Inorganic salts including MgCl2, MnCl2, CaCl2, CoCl2, CuCl2, NiCl2, ZnCl2, FeCl2, FeCl3, and Mg(NO3)2 were from Thermo Fisher Scientific with a minimum purity of 99.99%. Mn(NO3)2 with 98% purity was from Sigma-Aldrich. Stock solutions (100 mM) were prepared by dissolving inorganic salts in nuclease-free water. Unless otherwise stated, metal-dependent nuclease activity was measured in the presence of 10 mM divalent metal ion or 10 mM EDTA. For metal ion concentration-dependent assay, increasing concentrations of metal ions (from 0.2 to 10 mM) were incubated with either 2 nM circular M13mp18 ssDNA or 4 nM circular pUC19 dsDNA in the presence of Mg2+ or Mn2+ for 30 min at 37°C. Reactions were terminated by adding 1 μL of Proteinase K. For kinetic study, reactions were quenched at different time points and were run on 1% agarose gel. Error bars are presented as mean ± SEM.
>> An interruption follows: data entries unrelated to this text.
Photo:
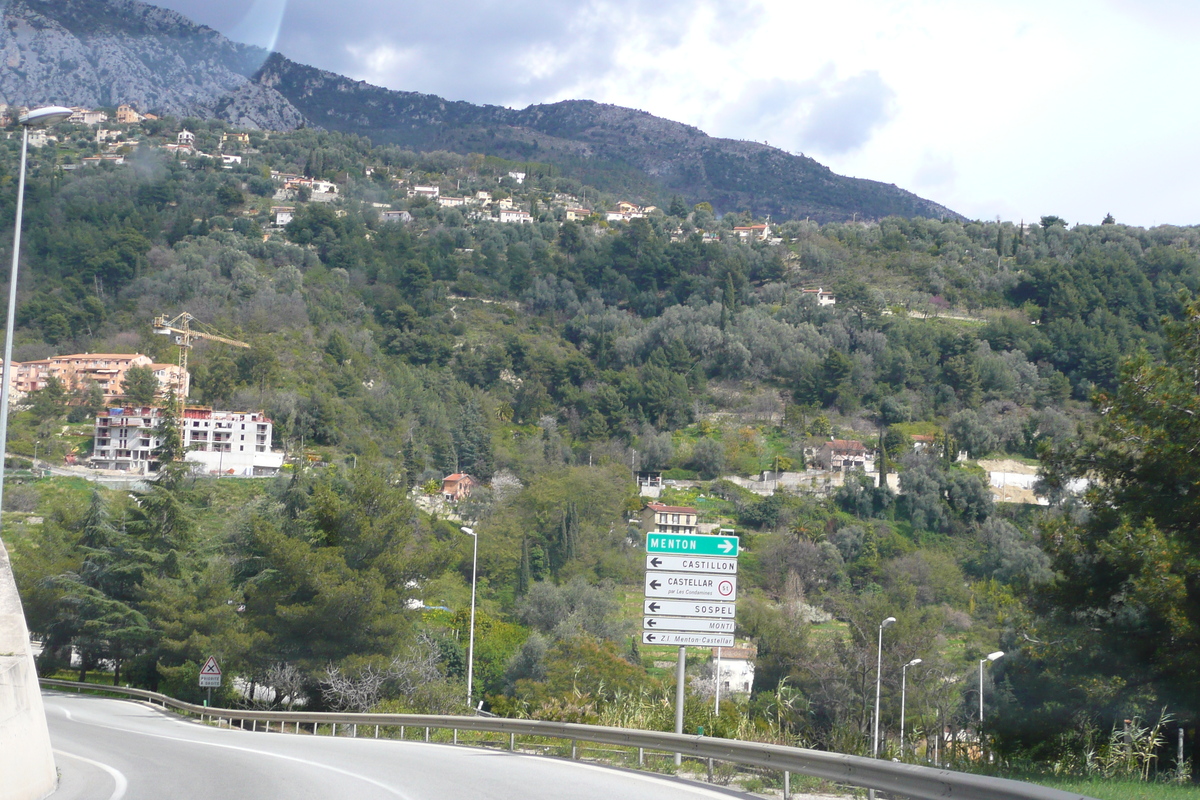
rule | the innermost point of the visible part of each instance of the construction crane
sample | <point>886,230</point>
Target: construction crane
<point>181,329</point>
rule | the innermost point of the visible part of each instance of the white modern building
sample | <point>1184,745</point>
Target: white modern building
<point>217,443</point>
<point>735,668</point>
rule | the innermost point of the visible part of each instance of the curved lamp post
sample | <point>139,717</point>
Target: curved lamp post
<point>471,648</point>
<point>879,677</point>
<point>34,119</point>
<point>991,656</point>
<point>904,692</point>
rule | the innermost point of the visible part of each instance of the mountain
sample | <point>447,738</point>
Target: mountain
<point>108,52</point>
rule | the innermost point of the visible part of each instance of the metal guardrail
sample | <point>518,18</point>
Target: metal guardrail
<point>904,780</point>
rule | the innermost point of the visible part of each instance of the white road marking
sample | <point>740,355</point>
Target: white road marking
<point>269,753</point>
<point>118,779</point>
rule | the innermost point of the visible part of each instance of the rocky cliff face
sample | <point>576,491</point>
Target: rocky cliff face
<point>106,53</point>
<point>111,52</point>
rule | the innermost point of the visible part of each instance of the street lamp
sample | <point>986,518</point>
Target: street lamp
<point>879,675</point>
<point>904,691</point>
<point>991,656</point>
<point>34,119</point>
<point>471,648</point>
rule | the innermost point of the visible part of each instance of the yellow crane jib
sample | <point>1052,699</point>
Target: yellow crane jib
<point>180,326</point>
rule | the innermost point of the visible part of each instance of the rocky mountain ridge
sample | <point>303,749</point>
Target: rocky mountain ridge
<point>109,52</point>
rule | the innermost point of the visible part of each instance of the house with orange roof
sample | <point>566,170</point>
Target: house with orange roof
<point>457,486</point>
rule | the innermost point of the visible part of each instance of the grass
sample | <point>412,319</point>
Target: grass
<point>1120,789</point>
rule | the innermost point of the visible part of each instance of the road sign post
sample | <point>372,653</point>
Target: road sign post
<point>210,677</point>
<point>690,588</point>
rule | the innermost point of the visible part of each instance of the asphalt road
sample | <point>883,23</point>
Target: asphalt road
<point>117,750</point>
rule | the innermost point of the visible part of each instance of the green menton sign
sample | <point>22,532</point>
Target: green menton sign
<point>691,543</point>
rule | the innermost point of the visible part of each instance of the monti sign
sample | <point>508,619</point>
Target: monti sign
<point>691,545</point>
<point>690,585</point>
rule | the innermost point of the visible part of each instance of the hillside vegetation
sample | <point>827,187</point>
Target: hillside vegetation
<point>546,359</point>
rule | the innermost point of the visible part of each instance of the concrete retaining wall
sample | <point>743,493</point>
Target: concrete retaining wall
<point>27,764</point>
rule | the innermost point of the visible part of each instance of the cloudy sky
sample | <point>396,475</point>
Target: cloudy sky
<point>1014,109</point>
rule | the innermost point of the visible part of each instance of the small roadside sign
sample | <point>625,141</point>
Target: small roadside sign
<point>688,639</point>
<point>210,674</point>
<point>693,545</point>
<point>691,564</point>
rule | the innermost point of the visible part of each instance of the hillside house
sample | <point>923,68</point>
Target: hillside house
<point>40,138</point>
<point>457,486</point>
<point>671,519</point>
<point>823,296</point>
<point>87,116</point>
<point>923,441</point>
<point>105,370</point>
<point>753,233</point>
<point>649,485</point>
<point>733,668</point>
<point>515,215</point>
<point>843,455</point>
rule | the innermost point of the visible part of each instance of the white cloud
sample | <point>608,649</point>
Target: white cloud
<point>1018,108</point>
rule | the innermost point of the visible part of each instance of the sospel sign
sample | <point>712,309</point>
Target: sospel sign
<point>210,674</point>
<point>688,608</point>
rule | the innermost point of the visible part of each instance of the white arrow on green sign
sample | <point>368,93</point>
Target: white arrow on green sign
<point>691,545</point>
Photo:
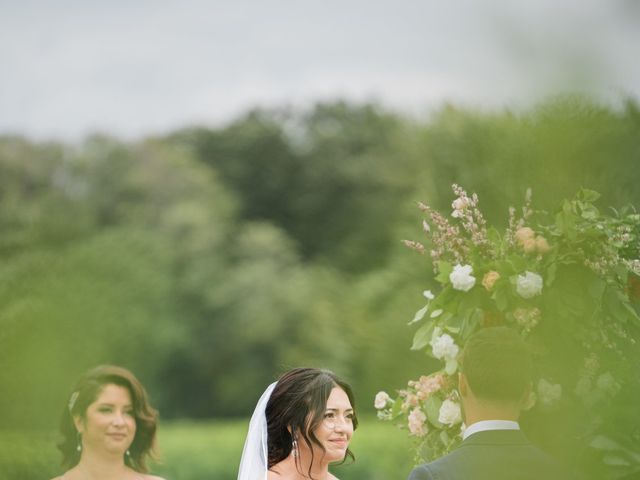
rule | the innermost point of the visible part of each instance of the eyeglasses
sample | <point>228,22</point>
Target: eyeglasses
<point>331,420</point>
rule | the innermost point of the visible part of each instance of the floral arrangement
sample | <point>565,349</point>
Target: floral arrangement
<point>567,282</point>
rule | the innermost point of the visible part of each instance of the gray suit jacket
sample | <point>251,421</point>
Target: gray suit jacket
<point>493,455</point>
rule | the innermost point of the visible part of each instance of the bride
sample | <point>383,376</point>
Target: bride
<point>301,424</point>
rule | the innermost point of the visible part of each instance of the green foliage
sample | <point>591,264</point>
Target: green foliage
<point>571,298</point>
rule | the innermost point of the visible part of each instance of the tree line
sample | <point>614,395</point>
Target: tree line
<point>208,260</point>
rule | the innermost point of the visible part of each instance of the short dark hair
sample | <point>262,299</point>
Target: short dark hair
<point>86,391</point>
<point>297,406</point>
<point>497,364</point>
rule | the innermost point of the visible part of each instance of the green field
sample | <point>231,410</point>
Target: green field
<point>211,450</point>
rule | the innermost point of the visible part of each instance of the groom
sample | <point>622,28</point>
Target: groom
<point>494,384</point>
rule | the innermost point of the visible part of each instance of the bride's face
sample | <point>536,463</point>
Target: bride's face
<point>109,424</point>
<point>336,428</point>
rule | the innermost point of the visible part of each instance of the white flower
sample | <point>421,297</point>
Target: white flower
<point>461,278</point>
<point>417,420</point>
<point>529,285</point>
<point>444,348</point>
<point>450,413</point>
<point>548,393</point>
<point>382,398</point>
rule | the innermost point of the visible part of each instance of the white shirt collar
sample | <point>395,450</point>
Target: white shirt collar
<point>484,425</point>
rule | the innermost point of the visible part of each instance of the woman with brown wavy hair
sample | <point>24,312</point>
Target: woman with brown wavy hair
<point>108,427</point>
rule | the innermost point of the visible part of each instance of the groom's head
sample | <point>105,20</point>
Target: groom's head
<point>496,367</point>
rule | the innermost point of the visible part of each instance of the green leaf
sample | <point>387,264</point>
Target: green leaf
<point>601,442</point>
<point>551,274</point>
<point>589,212</point>
<point>587,195</point>
<point>501,297</point>
<point>444,269</point>
<point>432,406</point>
<point>396,410</point>
<point>615,460</point>
<point>423,336</point>
<point>419,314</point>
<point>596,288</point>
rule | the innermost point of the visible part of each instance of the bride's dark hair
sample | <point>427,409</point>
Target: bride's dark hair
<point>297,405</point>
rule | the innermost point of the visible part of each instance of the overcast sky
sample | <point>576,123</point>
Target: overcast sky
<point>133,68</point>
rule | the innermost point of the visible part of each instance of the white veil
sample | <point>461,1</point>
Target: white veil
<point>253,465</point>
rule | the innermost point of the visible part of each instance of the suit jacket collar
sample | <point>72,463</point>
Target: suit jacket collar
<point>496,437</point>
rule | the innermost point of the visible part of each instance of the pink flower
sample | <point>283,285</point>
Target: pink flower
<point>417,425</point>
<point>489,279</point>
<point>524,233</point>
<point>541,245</point>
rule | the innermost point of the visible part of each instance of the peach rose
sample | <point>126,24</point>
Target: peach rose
<point>529,245</point>
<point>489,279</point>
<point>542,245</point>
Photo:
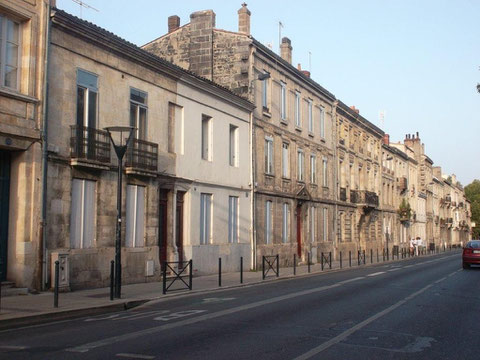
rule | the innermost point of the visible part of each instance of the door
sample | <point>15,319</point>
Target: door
<point>179,225</point>
<point>299,231</point>
<point>4,209</point>
<point>162,225</point>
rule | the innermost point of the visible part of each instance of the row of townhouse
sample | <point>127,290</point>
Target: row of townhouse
<point>236,153</point>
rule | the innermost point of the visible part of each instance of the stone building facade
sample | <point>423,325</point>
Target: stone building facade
<point>360,211</point>
<point>188,130</point>
<point>23,26</point>
<point>294,182</point>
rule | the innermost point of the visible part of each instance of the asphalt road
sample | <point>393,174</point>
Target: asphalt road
<point>421,308</point>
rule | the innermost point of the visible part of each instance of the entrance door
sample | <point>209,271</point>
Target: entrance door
<point>162,225</point>
<point>179,225</point>
<point>299,231</point>
<point>4,209</point>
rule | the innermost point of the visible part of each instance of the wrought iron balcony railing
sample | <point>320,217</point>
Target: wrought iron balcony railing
<point>364,197</point>
<point>89,144</point>
<point>142,155</point>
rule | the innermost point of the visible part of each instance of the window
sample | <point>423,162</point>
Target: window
<point>268,222</point>
<point>138,113</point>
<point>310,116</point>
<point>301,165</point>
<point>283,101</point>
<point>285,161</point>
<point>176,138</point>
<point>9,52</point>
<point>268,155</point>
<point>233,219</point>
<point>83,214</point>
<point>324,172</point>
<point>135,217</point>
<point>322,122</point>
<point>205,218</point>
<point>297,110</point>
<point>313,221</point>
<point>285,223</point>
<point>87,92</point>
<point>265,93</point>
<point>206,138</point>
<point>325,224</point>
<point>233,146</point>
<point>313,169</point>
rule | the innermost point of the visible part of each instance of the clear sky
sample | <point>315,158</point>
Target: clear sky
<point>416,60</point>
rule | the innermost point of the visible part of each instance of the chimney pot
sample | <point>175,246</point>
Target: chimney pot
<point>244,19</point>
<point>286,50</point>
<point>173,23</point>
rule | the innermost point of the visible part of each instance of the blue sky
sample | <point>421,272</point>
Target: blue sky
<point>416,60</point>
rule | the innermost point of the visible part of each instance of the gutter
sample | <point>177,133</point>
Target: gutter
<point>43,234</point>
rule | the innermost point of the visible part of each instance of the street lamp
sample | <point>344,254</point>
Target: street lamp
<point>120,149</point>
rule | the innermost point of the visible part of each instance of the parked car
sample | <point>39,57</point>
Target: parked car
<point>471,254</point>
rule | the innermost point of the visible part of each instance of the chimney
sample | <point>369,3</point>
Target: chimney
<point>286,50</point>
<point>244,20</point>
<point>202,20</point>
<point>173,23</point>
<point>304,72</point>
<point>386,139</point>
<point>355,109</point>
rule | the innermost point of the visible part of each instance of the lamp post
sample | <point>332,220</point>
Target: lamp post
<point>120,150</point>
Inhibition of Cas12a-Mediated DNase Activity by Anti-Cas12a psDNA

Anti-Cas12a psDNA bearing PS linkage modifications was synthesized by Integrated DNA Technologies. To study dose-dependent inhibition effects, we incubated increasing concentrations of anti-Cas12a psDNA (from 20 to 200 nM) with M13mp18 (2 nM) and AsCas12a (200 nM) in the presence of 10 mM Mg2+ at 37°C for 30 min. Inhibition of crRNA-independent DNase activities of Cas12a orthologs toward ssDNA (2 nM M13mp18, 6 nM ΦX174, or 74 nM ssDNA3) and dsDNA (4 nM circular or linearized pUC19, or 74 nM dsDNA3) was carried out by adding equimolar anti-Cas12a psDNA over Cas12a protein to the standard reaction.

Author Contributions

B.L. and Y.D. conceived and designed the experiments. B.L., J.Y., and Y.Z. conducted the experiments. B.L., J.Y., Y.Z., W.L., C.Z., W.Z., X.H., C.Z., and Y.D. analyzed the data. B.L. and Y.D. wrote the paper. The final manuscript was edited and approved by all authors.

Conflicts of Interest

The authors declare no competing interests.